A painful rash & long-lasting nerve pain caused by the chickenpox virus

Shingles Facts and Information

Shingles is aninfection caused by a re-activation of the chickenpox virus.

Over 95% of people who had chickenpox during childhood still harbor the virus in an inactive form inside some of their nerve cells. An estimated 1 in 3 people eventually experience a reawakening of the virus and develop shingles in adulthood.

Shingles creates a painful rash with many small blisters arranged in a stripe pattern.

What Triggers Shingles?

Shingles is common in people whose immune systems are weakened by stress, disease, or advanced age. Ideally, these people receive chickenpox booster vaccinations in order to reduce the risk for shingles. Unfortunately, a vaccine does not always prevent outbreaks.

Symptoms of Shingles and Postherpetic neuralgia

Pain is the tell-tale sign before a Shingles outbreak. The pain appears on one side of the body, and it usually affects one of the following areas:

  • Torso
  • Neck and shoulder
  • Face
  • Scalp

After a couple of days, the painful area becomes covered in a red rash. Then, blisters start to appear.

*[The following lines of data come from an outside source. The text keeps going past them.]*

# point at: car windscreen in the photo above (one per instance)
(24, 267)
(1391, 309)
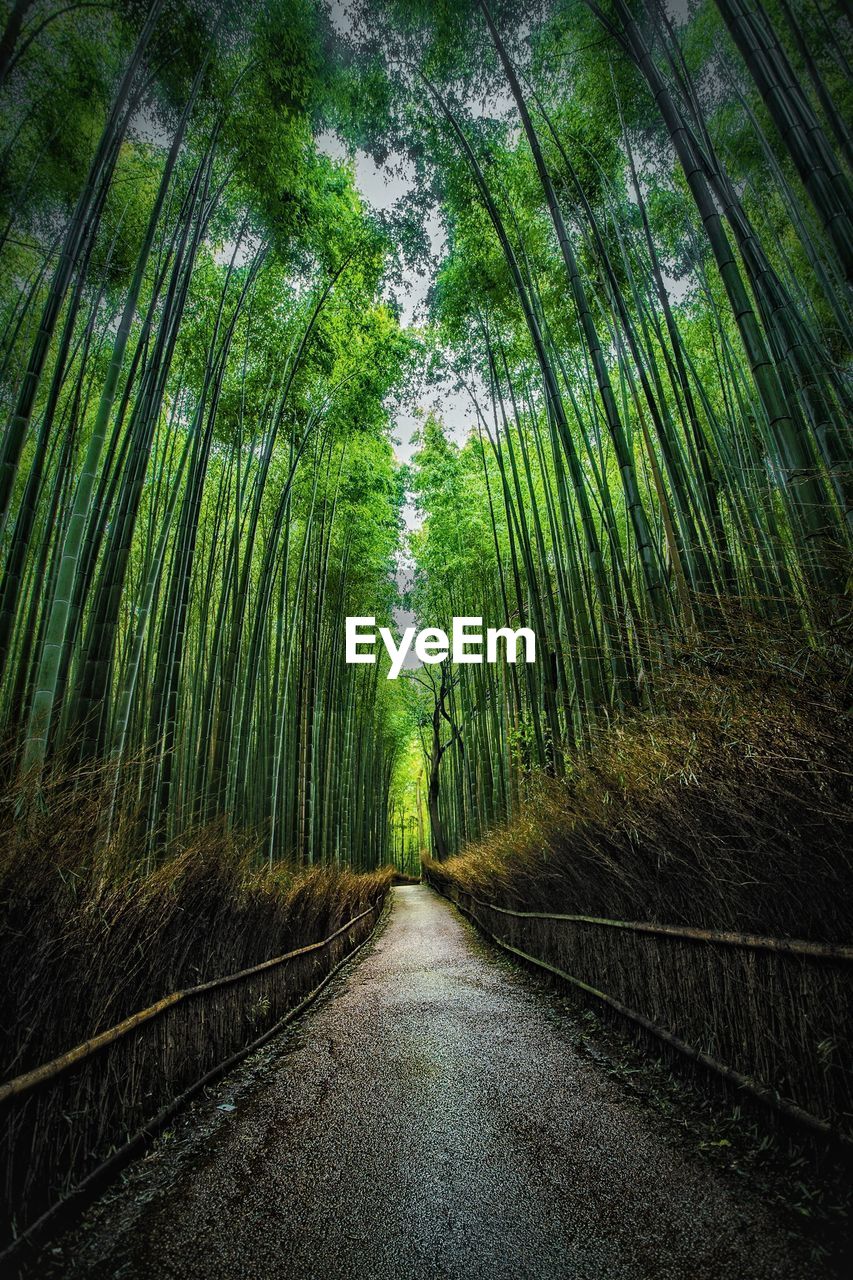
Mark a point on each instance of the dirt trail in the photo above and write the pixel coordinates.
(432, 1121)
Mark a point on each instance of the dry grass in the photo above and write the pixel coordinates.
(728, 808)
(86, 940)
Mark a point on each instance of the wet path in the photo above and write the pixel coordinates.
(433, 1121)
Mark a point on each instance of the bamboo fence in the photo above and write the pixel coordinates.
(69, 1124)
(771, 1016)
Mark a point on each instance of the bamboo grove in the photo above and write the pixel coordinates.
(642, 288)
(196, 478)
(646, 298)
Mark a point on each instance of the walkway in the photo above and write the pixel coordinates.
(433, 1121)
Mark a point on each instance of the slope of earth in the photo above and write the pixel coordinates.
(432, 1120)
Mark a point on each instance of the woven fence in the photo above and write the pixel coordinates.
(771, 1015)
(60, 1121)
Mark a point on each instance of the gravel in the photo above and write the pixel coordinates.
(432, 1120)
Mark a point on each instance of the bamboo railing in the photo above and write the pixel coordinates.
(150, 1055)
(780, 1006)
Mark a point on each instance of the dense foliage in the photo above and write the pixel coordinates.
(642, 284)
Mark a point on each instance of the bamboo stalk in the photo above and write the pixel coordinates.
(26, 1083)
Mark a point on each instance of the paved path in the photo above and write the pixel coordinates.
(433, 1121)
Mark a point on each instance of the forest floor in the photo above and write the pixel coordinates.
(442, 1114)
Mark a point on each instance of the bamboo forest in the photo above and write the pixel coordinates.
(405, 315)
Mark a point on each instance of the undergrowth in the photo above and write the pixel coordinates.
(725, 807)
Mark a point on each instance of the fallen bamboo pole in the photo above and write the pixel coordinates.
(23, 1084)
(753, 941)
(59, 1216)
(761, 1093)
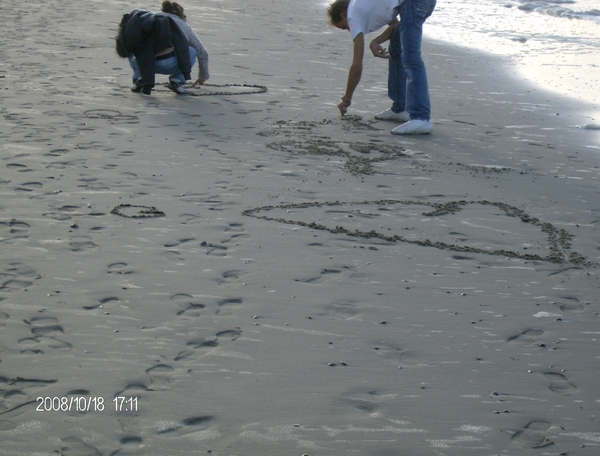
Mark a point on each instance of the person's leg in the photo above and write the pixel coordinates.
(170, 66)
(412, 16)
(396, 73)
(136, 69)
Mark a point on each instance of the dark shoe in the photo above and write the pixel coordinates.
(176, 87)
(137, 86)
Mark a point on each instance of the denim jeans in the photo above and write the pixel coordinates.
(168, 66)
(407, 79)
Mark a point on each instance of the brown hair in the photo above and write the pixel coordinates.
(335, 10)
(173, 8)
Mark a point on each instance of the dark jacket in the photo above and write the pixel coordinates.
(144, 34)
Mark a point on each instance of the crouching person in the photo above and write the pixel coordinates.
(154, 44)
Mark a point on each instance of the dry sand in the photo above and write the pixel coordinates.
(258, 276)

Other Shingles symptoms include:

  • Skin that is sensitive to touch
  • Pain, burning, numbness, tingling, itching
  • Fluid-filled blisters that break open and crust over
  • General symptoms like fever, headache, sensitivity to light

Most cases of shingles last 2-4 weeks. For most people, the pain improves once the blisters dry up.

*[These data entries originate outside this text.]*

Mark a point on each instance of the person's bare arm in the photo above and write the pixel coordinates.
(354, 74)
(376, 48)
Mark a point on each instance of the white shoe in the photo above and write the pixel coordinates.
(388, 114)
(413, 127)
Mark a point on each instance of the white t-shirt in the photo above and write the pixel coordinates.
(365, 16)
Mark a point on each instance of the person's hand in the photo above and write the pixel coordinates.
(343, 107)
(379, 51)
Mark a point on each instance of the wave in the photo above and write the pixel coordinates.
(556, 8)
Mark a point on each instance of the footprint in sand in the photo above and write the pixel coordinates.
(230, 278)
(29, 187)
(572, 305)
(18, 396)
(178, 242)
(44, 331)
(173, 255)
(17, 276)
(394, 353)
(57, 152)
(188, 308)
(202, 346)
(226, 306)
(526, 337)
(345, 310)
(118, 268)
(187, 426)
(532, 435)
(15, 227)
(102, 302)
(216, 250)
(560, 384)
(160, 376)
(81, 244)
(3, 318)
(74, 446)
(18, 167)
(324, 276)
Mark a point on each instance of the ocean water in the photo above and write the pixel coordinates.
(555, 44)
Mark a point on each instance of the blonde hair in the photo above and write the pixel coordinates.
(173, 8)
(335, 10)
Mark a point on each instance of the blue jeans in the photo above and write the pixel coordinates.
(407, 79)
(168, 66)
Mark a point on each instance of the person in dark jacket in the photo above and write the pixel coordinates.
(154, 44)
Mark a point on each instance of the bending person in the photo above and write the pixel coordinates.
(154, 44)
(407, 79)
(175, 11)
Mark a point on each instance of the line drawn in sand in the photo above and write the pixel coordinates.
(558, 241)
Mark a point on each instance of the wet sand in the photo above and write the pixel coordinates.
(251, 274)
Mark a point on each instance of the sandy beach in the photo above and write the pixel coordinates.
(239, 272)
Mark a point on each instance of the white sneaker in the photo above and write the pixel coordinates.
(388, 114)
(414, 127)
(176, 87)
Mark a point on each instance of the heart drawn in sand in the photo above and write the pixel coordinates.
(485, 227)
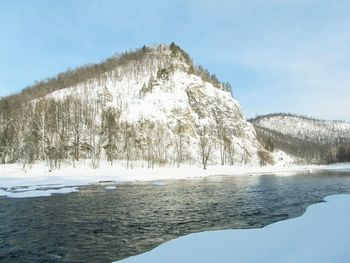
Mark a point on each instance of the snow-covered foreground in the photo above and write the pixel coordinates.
(320, 235)
(16, 182)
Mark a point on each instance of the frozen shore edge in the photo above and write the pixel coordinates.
(16, 182)
(321, 234)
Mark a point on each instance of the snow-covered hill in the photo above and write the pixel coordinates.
(308, 140)
(305, 128)
(155, 107)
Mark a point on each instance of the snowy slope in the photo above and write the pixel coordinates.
(142, 95)
(308, 129)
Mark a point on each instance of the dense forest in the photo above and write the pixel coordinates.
(37, 127)
(309, 148)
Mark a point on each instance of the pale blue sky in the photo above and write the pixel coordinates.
(280, 56)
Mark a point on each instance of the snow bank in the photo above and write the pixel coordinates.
(320, 235)
(37, 181)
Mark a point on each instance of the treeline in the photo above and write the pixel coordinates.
(308, 152)
(73, 129)
(73, 77)
(280, 114)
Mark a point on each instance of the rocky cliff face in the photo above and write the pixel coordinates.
(155, 107)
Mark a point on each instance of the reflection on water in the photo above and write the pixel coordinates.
(102, 225)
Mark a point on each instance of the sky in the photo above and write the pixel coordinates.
(279, 55)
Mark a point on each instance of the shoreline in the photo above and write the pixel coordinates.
(319, 235)
(16, 182)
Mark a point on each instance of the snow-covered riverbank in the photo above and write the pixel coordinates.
(320, 235)
(37, 181)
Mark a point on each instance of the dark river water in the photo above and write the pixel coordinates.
(99, 225)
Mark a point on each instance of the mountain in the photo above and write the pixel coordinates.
(308, 139)
(150, 107)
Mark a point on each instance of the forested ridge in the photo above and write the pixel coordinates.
(82, 114)
(310, 139)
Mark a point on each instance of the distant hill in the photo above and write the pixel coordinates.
(309, 139)
(151, 106)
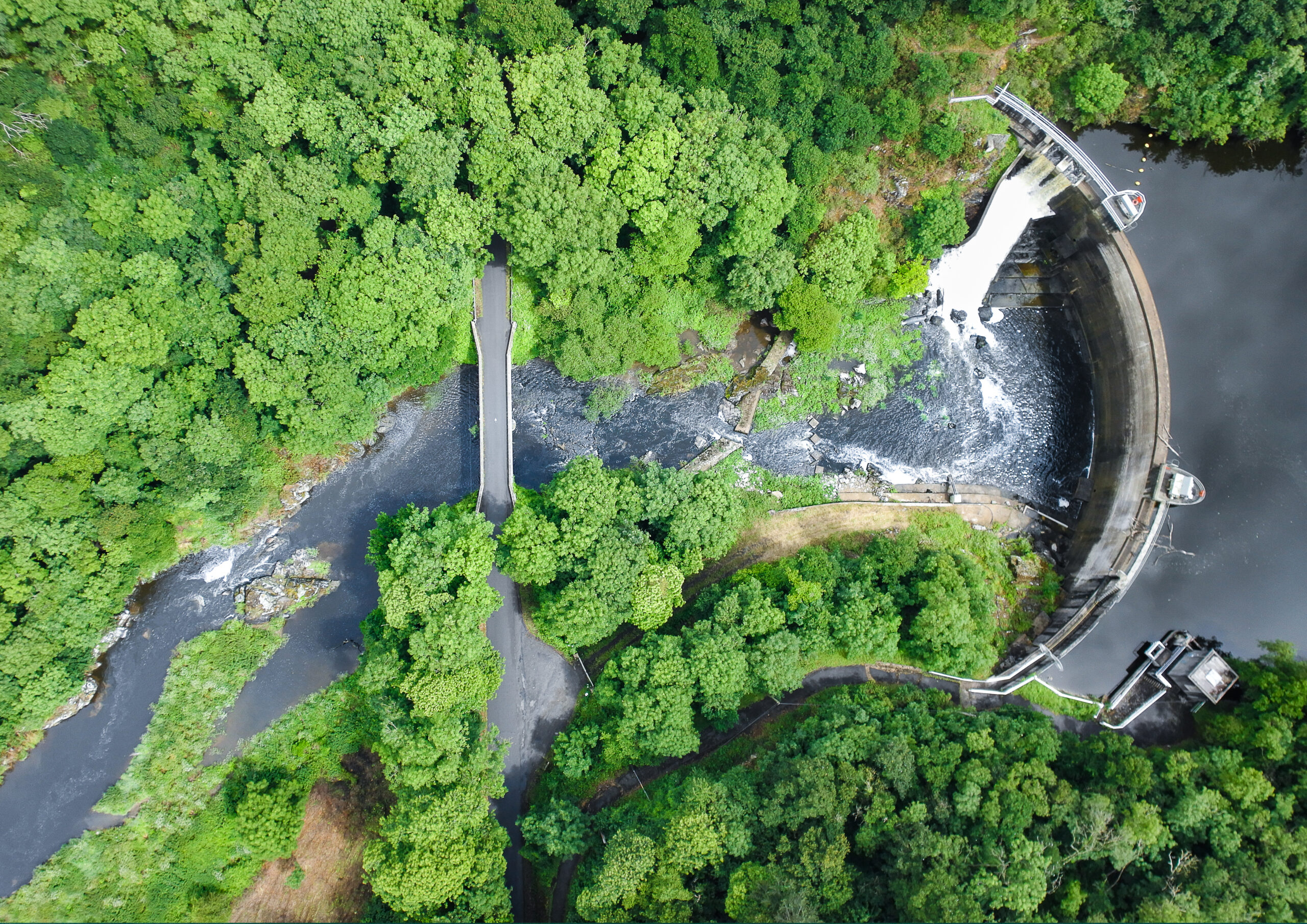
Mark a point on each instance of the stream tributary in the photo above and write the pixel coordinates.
(1229, 290)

However, roughly 2 out of 10 people develop long-lasting nerve pain (Postherpetic neuralgia) that may last for months or even years. People with Postherpetic neuralgia experience unpleasant burning sensations that last long after the rash and blisters of shingles are gone.

Diagnosis for Shingles or Postherpetic neuralgia

Usually, no tests are necessary to diagnose Shingles. A rash in a band pattern is unique and should allow your primary care physician to establish the diagnosis.

A diagnosis for Postherpetic neuralgia is based on symptoms of burning pain in a body area with a recent Shingles outbreak.

Treatments for Shingles and Postherpetic neuralgia

There is no cure for Shingles. However, starting treatment early can speed the healing process and reduce the risk of Postherpetic neuralgia.

Your primary care or an emergency room physician might start you on light pain medications and antiviral drugs like Acyclovir (Zovirax).

If these medications do not adequately control the symptoms, you will benefit by continuing your treatments with a pain specialist. A pain specialist offers advanced treatments that block pain signals from the nerve that harbors the virus.